Jesús Arencibia Lorenzo

He visto a Elio Menéndez, que puede dictar cátedra de Periodismo Deportivo a estadio lleno, lanzarse al ruedo de una polémica con la naturalidad de un chiquillo descalzo. Y recordar las crónicas de Eladio Secades y las de su amigo Bobby Salamanca, y las de otros aun más jóvenes, diciendo que «esas sí son crónicas», como si las de él mismo, que aún se evocan entre la afición por pícaras y elegantes, fuesen solo martillazos de un aprendiz.

El viejo Elio, de cara redonda y ojos reidores, tímido para la primera palabra y locuaz para las otras 3 000. Rápido de amistad e incapaz de aburrimientos, listo al bate para las causas fraternas.

En su sentir, los aficionados han sabido siempre más que los periodistas, pues llevan los números, y van al estadio, y persiguen cada récord solo por amor al deporte, no porque tengan que narrar un partido, escribir una plana o comentar un nocaut.

Elio, el campeón Menéndez, asombrado hasta la idolatría contando las hazañas de sus preferidos, aquel puñetazo de Stevenson, la humildad de Savón… Tanto, que a veces uno termina pensando: este hombre solo entiende de cantar a los otros, porque él, él en verdad no necesita cantos.

He visto a Fernando Pérez, amante y maestro del cine, zapatear las calles habaneras con su mochila de Quijote distraído, llenándose los ojos de gestos, ruidos, trenes, azoteas, mares, poesía. Para después narrarlos, como en un oleaje de belleza, en esas películas suyas que nos observan desde la pantalla de algún sueño.

De Fernando embelesa el timbre humilde con el que saluda, y un gesto suyo como de apretar los labios al descubrir una esencia o pensar en algún bien. Él, pasajero sempiterno de la utopía, que nos ha enseñado a mirar lo majestuoso junto al cucurucho de maní de lo intrascendente. O quizá a la inversa, porque de lo más pequeño se arman los férreos eslabones de la épica.

La vida no es silbar, pero en manos de este Pérez, genio sufridor y querible, todo parece que cabe en el ojo negrísimo de un canario. ¿Será pura casualidad que comparte con José Julián el apellido, abolengo de sencillez frente a los muros de la soberbia?

Tal vez sentado en la luneta de un cine, fantaseando un filme —que solo filmará cuatro años después— o flotando en la evocación salvadora de un remoto Madagascar, Fernando cumpla la misión del farolero de Exupèry: encendernos rítmicamente el brillo de la galaxia.

He visto a Teresita Fernández llegar a una tertulia de estudiantes, guitarra y tabaco en ristre, riéndose a pila abierta de la artrosis de sus huesos. Y recomendarles a los serios que se guarden la solemnidad; y a los tristes, que saquen al sol las penas, porque ella vino a cantar.

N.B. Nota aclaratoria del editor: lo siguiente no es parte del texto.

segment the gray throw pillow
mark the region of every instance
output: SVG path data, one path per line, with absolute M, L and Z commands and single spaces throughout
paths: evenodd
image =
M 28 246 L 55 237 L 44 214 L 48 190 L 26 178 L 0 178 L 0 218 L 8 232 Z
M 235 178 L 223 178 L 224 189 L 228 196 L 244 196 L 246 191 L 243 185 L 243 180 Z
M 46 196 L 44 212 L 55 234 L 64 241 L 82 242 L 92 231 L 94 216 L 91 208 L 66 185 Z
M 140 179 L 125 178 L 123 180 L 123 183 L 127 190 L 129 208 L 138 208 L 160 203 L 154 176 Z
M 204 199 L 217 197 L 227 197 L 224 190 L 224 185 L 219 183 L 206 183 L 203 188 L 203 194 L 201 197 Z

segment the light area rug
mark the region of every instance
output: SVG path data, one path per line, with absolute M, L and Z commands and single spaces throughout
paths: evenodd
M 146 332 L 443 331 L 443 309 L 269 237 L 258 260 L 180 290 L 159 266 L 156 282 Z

Más bien a encantar, seamos justos. La mamá del gatico Vinagrito nos ha dado la mano durante todas las rondas de la existencia, sabichosa como es, para que a nadie se le enfanguen los piropos o se le estrujen las ilusiones.

Teresita, maestra cantora por la que sabemos que el mejor monumento, a veces, resulta en una palangana vieja. ¿Qué se podría pintar en la lluvia sin sus acordes? ¿Cómo se harían el nudo de la pañoleta o la roleta de las bolas sin antes escucharla?

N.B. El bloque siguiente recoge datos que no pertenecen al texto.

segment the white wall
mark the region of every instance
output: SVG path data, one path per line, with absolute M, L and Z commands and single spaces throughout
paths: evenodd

Es como si todos los papaloteros se hubiesen puesto de acuerdo para empinarle la risa. O como si los tomeguines de algún monte sagrado anidasen en su ventana.

Aunque tal vez no me crean, juro que los he visto. Y después, saboreando la felicidad de admirarlos, he sentido una profunda vergüenza. ¿Cómo es que todavía, en mí o en ti, queda una esquina del alma para la vanidad y la arrogancia?